Du côté de l’association des maires de France, Philippe Laurent, maire de Sceaux, se dit lui aussi conscient

du problème et reconnaît la pertinence de l’article.

« Dans ma ville, nous avons eu un cas semblable à ce que les entreprises de l’eau pratiquent avec un

concessionnaire de parcmètre, une filiale du groupe Vinci. La chambre régionale des comptes nous avait

alertés sur le fait que l’entreprise conservait beaucoup trop longtemps les recettes prélevées. Nous avons

dû la rappeler à l’ordre. » Depuis, la Ville a surtout décidé de reprendre en direct la gestion de ses

parkings.
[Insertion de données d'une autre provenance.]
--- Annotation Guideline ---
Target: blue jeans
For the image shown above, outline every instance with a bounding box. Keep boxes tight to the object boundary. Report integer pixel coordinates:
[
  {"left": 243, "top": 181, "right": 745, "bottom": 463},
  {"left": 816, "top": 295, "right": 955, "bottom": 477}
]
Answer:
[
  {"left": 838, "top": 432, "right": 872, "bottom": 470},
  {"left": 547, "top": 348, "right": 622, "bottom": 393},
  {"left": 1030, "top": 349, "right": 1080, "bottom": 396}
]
Selon lui, si jusqu’ici les associations d’usagers ne se sont pas encore saisies du sujet, c’est

qu’« il existe dans ces délégations beaucoup d’aspects problématiques… »

Pas très rassurant.

Pourtant, pour Patrick Du Fau de Lamothe, juriste et militant au sein de l’association d’usagers

Transcub à Bordeaux, il ne faut pas se tromper de combat. « Il n’est pas aberrant que ces entreprises

délégataires perçoivent ces taxes, mais ce qui nous semble vraiment important, c’est que tout cela se

fasse dans la transparence en reversant au besoin les profits générés entre-temps, affirme-t-il. Or nous ne

pouvons que constater que l’article du code général des collectivités territoriales imposant un contrôle des

comptes détaillés des opérations des délégataires n’estpas réellement appliqué puisque ces

commissions de contrôle n’existent toujours pas ! »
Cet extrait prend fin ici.